You need to thoroughly analyse your expenditure and eliminate wastage.
You are able to pay your mortgage ok.  Things are tight for you as you are repaying the personal debt €380 pm.  Is there any way your wife can do without another car? 2 cars for 1 worker and 1 jobseeker is expensive.
Consider liquidating the shares, maybe put 5k off the 7 year loan, leave 9k on deposit, if you could put 5k or so off the loan and get the monthly repayment reduced from €380 to a lower figure.  If you only have 1 car, that frees at least €400 pm to live on/save etc


----------



## Kill Uncle (24 Jun 2012)

STEINER said:


> You need to thoroughly analyse your expenditure and eliminate wastage.
> You are able to pay your mortgage ok. Things are tight for you as you are repaying the personal debt €380 pm. Is there any way your wife can do without another car? 2 cars for 1 worker and 1 jobseeker is expensive.
> Consider liquidating the shares, maybe put 5k off the 7 year loan, leave 9k on deposit, if you could put 5k or so off the loan and get the monthly repayment reduced from €380 to a lower figure. If you only have 1 car, that frees at least €400 pm to live on/save etc


 
Thanks Steiner 

There is very little wastage. I havent renewed my passport in 2 years as we cannot afford to go away. The car will be gone very soon (it has too) but because of where we are living a second car is essential and needed for parents who require constant care. 

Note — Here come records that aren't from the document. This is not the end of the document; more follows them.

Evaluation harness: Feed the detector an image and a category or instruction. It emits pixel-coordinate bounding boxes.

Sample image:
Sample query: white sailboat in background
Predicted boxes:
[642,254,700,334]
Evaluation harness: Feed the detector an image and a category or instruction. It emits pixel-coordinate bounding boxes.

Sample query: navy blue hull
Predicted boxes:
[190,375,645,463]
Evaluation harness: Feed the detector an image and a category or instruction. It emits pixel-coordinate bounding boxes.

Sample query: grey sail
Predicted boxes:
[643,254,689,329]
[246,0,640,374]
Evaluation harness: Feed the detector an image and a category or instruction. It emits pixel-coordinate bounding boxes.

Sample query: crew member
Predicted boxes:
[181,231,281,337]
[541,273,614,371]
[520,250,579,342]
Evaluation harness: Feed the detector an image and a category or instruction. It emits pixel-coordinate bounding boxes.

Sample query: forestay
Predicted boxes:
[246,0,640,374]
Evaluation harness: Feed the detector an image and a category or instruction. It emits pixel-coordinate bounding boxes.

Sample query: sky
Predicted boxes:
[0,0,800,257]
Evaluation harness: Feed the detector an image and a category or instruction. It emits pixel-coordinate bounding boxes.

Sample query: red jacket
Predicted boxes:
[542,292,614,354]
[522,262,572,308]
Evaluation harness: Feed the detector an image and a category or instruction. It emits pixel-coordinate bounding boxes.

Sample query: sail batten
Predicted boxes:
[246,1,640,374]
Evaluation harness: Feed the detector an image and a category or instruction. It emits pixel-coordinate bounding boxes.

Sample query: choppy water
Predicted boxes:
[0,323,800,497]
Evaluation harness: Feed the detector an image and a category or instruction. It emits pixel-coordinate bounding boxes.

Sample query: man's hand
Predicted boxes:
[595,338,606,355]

Thanks for your reply food for thought


----------



## Kill Uncle (24 Jun 2012)

Macstuff said:


> Hi Kill Uncle,
> 
> I'm very sorry to hear about your friend, that must have been a great shock and loss for you. Thats tough, I hope you are getting on okay.
> I am glad to hear that you're wife is working on her issues, and that you two are in this together. It will help you to have someone to share this with.
> ...


----------



## frostie (26 Jun 2012)

If you want to keep the hire purchase car, rather than handing it back, you could use some of your savings to offer them a settlement - if the car is only worth 8k, the HP company will likely accept this in final settlement, as the next step for them, when they get the car back is to collect it, clean it up and sell it anyway. They will happy to avoid the hassle, and you get to keep your car. The rest of the balance would be written off in final settlement.

That's your €400 a month freed up to pay your loan off.


www.frost.ie


----------



## johnmurf83 (2 Jul 2012)

It makes me laugh when I hear sky tv listed as an outgoing expense. If things are that tight would such luxury expenses not be the first thing to go. Cutting your cloth to measure its called. I know plenty of people in well paid jobs who choose not to pay the ridiculous cost of satellite tv so I don't see why someone in financial difficulty should consider it a necessity.


----------



## wbbs (2 Jul 2012)

While you could say that sky or similar is a luxury, normally most banks/lenders etc will allow the basic tv package as a legitimate expense on the basis that all other socialising/entertainment is gone when you are at this stage.   The basic package mind you not the bells and whistles one.


----------